With the economy grinding to a halt, and with personal spending on a steep slope down, the spare cash available to businesses is becoming ever more stretched. Yet at the same time, our industry is told we need to diversify the products on offer, improve and innovate. But how businesses do this when their cash reserves are dwindling?

Introducing new products to market is a long and expensive process. They can’t be rushed otherwise it will cost yet more money to put the potential mistakes right. New and improved products are what have kept this market moving during these turbulent economic times. But with spare cash, that would have been earmarked for R&D, becoming a rare commodity, could we face an era where new product arrivals are rare and celebrated events?

The other factor we have to look at are companies’ willingness to spend their spare cash.
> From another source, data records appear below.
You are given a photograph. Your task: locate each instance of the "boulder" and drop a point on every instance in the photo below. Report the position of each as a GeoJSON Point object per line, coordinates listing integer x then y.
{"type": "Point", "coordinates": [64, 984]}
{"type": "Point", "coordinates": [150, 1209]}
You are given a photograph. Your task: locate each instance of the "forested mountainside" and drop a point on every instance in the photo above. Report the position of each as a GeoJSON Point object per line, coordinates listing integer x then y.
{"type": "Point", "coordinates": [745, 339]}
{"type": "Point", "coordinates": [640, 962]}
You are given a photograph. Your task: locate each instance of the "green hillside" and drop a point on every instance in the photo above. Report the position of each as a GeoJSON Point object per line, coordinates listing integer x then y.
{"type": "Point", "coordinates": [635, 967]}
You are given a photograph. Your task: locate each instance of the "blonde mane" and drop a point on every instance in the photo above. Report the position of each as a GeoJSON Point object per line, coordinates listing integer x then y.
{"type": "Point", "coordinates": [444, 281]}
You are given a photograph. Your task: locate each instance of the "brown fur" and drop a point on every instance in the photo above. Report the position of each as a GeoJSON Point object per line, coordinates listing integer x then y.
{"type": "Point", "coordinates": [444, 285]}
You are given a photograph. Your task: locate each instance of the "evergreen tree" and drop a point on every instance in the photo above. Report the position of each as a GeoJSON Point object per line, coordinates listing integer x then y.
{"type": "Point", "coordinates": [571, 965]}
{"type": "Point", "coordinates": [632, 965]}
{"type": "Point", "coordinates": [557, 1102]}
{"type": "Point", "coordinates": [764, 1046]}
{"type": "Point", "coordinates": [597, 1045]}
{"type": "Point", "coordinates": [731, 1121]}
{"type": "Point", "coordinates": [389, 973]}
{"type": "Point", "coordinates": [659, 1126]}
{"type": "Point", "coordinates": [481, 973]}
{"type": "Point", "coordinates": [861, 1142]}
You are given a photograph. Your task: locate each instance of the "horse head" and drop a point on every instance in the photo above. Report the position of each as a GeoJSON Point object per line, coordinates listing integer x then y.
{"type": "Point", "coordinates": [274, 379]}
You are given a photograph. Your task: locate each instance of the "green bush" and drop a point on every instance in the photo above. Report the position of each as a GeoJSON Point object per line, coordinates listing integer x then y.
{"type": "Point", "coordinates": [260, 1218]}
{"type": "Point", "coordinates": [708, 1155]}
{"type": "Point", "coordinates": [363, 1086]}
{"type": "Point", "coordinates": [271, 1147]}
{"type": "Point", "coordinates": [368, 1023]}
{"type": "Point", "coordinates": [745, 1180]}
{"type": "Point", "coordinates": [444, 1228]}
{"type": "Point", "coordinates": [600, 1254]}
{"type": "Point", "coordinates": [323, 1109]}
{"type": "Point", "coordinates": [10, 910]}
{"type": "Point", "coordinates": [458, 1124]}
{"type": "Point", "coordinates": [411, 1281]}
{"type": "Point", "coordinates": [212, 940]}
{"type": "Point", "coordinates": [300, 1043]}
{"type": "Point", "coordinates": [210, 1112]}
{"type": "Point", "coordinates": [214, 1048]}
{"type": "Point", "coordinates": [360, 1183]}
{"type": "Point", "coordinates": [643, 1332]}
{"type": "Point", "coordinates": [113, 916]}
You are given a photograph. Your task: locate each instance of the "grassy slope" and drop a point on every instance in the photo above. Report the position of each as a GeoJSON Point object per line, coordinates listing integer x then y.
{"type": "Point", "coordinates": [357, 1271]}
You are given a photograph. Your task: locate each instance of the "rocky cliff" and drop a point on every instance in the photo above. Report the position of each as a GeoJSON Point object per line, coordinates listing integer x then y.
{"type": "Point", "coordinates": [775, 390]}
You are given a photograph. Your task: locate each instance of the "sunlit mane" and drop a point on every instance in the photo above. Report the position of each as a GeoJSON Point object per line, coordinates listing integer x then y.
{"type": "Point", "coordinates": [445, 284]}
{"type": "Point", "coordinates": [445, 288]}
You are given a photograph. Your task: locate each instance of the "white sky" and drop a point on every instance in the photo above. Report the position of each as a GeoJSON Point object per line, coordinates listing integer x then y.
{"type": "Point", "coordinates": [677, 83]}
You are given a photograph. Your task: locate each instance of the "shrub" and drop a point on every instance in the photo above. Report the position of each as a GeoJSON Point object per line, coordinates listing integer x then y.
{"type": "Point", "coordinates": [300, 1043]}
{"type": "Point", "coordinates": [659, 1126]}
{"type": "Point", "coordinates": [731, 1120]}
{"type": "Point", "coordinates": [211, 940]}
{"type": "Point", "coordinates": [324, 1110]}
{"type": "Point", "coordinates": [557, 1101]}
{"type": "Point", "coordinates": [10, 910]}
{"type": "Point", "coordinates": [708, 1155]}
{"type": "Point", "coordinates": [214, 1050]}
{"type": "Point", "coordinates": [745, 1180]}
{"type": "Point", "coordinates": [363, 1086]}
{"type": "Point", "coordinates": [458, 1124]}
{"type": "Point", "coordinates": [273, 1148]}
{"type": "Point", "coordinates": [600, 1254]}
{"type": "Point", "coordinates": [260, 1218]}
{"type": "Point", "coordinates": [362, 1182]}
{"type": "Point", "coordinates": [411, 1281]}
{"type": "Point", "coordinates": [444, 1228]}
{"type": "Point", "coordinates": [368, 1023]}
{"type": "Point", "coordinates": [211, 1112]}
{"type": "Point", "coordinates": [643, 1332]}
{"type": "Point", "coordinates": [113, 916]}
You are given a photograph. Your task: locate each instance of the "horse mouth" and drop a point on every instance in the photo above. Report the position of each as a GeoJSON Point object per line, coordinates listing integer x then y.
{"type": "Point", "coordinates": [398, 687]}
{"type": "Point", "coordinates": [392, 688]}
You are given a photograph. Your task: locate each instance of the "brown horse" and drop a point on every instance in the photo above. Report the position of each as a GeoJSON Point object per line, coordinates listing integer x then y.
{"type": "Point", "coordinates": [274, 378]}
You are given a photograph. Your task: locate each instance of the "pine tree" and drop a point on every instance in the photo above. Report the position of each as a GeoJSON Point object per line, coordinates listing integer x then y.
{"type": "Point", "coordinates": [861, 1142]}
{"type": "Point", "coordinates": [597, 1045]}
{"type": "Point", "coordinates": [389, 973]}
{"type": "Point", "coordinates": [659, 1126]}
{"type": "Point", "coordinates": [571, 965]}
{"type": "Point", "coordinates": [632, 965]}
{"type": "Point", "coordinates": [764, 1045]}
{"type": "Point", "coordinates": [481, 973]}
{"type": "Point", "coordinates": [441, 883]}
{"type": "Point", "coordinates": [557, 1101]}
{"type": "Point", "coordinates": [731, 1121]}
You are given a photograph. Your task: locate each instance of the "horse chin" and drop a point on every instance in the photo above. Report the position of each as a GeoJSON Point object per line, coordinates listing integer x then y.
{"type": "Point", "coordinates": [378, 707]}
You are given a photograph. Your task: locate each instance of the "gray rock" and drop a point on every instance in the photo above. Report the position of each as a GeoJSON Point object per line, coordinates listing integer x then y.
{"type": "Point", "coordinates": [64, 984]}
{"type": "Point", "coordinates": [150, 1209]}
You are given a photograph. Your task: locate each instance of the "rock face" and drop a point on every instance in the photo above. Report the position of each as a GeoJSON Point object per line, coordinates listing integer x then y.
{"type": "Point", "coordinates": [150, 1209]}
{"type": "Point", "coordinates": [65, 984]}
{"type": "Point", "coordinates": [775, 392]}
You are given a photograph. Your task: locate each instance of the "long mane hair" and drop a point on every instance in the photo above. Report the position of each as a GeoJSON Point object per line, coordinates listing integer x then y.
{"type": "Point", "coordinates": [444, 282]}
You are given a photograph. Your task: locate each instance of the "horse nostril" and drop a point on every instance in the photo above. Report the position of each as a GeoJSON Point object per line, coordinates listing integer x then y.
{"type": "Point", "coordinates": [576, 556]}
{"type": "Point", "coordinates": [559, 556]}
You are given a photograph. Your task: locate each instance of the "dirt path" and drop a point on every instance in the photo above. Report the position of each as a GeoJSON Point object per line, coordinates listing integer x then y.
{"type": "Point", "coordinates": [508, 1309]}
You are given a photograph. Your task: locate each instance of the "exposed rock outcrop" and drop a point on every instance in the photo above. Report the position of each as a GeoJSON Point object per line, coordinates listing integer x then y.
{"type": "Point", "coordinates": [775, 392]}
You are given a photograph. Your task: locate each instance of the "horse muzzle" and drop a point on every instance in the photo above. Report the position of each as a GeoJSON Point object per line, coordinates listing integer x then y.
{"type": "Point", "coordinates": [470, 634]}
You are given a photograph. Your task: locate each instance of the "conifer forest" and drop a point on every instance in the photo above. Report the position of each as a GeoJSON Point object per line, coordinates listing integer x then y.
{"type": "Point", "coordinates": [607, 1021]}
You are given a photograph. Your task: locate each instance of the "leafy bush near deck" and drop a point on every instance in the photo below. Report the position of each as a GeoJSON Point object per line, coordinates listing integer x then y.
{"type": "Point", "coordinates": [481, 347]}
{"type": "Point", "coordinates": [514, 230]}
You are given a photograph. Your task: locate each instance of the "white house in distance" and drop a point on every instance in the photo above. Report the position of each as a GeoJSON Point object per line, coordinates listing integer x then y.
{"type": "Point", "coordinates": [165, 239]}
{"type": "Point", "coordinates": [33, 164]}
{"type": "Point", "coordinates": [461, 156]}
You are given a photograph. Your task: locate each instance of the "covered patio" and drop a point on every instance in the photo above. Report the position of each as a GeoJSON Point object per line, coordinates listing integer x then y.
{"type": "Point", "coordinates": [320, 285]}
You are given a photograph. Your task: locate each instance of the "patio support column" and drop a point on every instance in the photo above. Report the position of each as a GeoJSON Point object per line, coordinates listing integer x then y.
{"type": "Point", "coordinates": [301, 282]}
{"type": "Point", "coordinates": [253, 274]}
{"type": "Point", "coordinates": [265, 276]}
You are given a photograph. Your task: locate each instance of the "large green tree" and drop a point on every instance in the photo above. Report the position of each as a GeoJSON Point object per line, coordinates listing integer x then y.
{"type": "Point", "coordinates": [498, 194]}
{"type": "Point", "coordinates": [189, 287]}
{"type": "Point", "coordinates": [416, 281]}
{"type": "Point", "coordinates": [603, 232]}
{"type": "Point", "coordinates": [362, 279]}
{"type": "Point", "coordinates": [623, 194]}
If they think that the economy is heading for the rocks again, they’re going to need that sterling to keep the business solvent and their employees in jobs. Weigh that up against new products, and you’re only going to find one outcome. Though I know there is the argument that a revolutionary new product may bring in more money than the cost to develop it and bring it to market.

Let’s face it, confidence to spend is pretty much non-existent right now. That goes for me, you, our customers, manufacturers and profile companies (apart from Veka obviously!). I think we’re are going to see falling levels of investment, if we aren’t already. On the plus side, the last three years has seen wave upon wave of new products and innovations come to bare, so it’s not as if we don’t have anything to go on!